Riches I heed not, nor man’s empty praise, Thou mine Inheritance, now and always: Thou and Thou only, put first in my heart, High King of Heaven, my Treasure Thou art.

Oh, God, be my everything, be my delight; Be, Jesus, my glory My soul’s satisfied
Oh, God, be my everything, be my delight; Be, Jesus, my glory My soul’s satisfied

My Jesus, you satisfy; My Jesus, you satisfy

High King of Heaven, my victory won; May I reach Heaven’s joys, bright Heaven’s Sun! Heart of my own heart, whatever befall, Still be my Vision, O Ruler of all.

Oh, God, be my everything, be my delight
Be, Jesus, my glory My soul’s satisfied

Changing seasons

I already miss Cedarville; it became home to me. I never thought I would become so attached to a town that’s technically a village and is literally surrounded by corn. But somewhere along the way, I did. I interned at the high school. I was friends with families who lived in the community. I went to church with the locals. I was deeply invested in the culture and atmosphere of Cedarville. And I miss all of it. I miss my friends that I’ve built so many memories with. I miss the 3.5 mile route I’ve been running for the past 4 years. I miss driving the back roads that reminded me of home. I even miss Cedarville’s ridiculous wind and bi-polar weather. I must be a huge nerd at heart, because I already miss my favorite table in the library.

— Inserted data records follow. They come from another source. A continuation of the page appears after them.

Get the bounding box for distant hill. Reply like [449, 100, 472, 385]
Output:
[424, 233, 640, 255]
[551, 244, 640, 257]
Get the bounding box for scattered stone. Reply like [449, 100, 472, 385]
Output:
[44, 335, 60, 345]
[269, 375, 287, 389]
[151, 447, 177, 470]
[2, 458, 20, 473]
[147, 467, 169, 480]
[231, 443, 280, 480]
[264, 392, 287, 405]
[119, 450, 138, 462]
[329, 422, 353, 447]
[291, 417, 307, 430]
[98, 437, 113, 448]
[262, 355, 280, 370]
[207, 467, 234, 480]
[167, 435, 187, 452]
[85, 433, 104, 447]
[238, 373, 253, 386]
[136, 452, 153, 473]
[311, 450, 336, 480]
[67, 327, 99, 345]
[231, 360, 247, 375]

I stayed in Cedarville for a couple of days after graduation, but I am finally ready for this season to end. As much as I loved Cedarville, I’m ready to move on. I’m ready to see what lies ahead for me in Atlanta. I’m ready to make new friends; I’m ready to find a new church; I’m ready to map new runs; I’m ready to invest somewhere new. I am ready to continue building meaningful relationships–in new ways.

I’ve learned that the end of a season does not mean that you forget about it or replace people…you simply remember it fondly and say new hellos.